Published online Jun 24, 2020. doi: 10.5306/wjco.v11.i6.320
Peer-review started: January 15, 2020
First decision: March 15, 2020
Revised: April 7, 2020
Accepted: May 5, 2020
Article in press: May 5, 2020
Published online: June 24, 2020
In recent decades, while the incidence of thyroid cancer has increased exponentially around the world, mortality has remained stable. The vast majority of this increase is attributable to the identification of intrathyroidal papillary microcarcinomas, which exhibit slow growth rates with indolent courses. A diagnosis of thyroid cancer based upon the presence of these small tumors could be considered as an overdiagnosis, as the majority of these tumors would not likely result in death if left untreated. Although surgical resection was the classical standard therapy for papillary microcarcinomas, active surveillance (AS) has emerged over the last three decades as an alternative approach that is aimed to recognize a minority group of patients who will clinically progress and would likely benefit from rescue surgery. Despite the encouraging results of AS, its implementation in clinical practice is strongly influenced by psychosocial factors. The aim of this review is to describe the epidemiology, clinical evolution, prognostic factors, and mortality of papillary thyroid microcarcinomas. We also summarize the AS strategy according to published evidence, characterize the criteria for selecting patients for AS according to risk factors and environmental characteristics, as well as analyze the current limitations for AS implementation.
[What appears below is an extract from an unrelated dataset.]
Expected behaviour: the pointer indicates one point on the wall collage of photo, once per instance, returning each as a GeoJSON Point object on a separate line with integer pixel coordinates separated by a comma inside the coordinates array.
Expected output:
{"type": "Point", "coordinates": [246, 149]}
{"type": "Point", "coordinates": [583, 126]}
Core tip: While the diagnosis of intrathyroidal papillary microcarcinomas has increased exponentially, the mortality rate has remained stable. Although surgical resection was the classic standard therapy, active surveillance has emerged as an alternative approach aimed to recognize a minority of patients who will clinically progress and would likely benefit from rescue surgery. During follow-up, these tumors (including those between 1-2 cm) evolve with no changes in size, have very slow growth rates, and even decrease in diameter. Given the high prevalence of papillary microcarcinomas and the excellent observational outcomes, active surveillance constitutes a safe and feasible alternative for properly selected patients.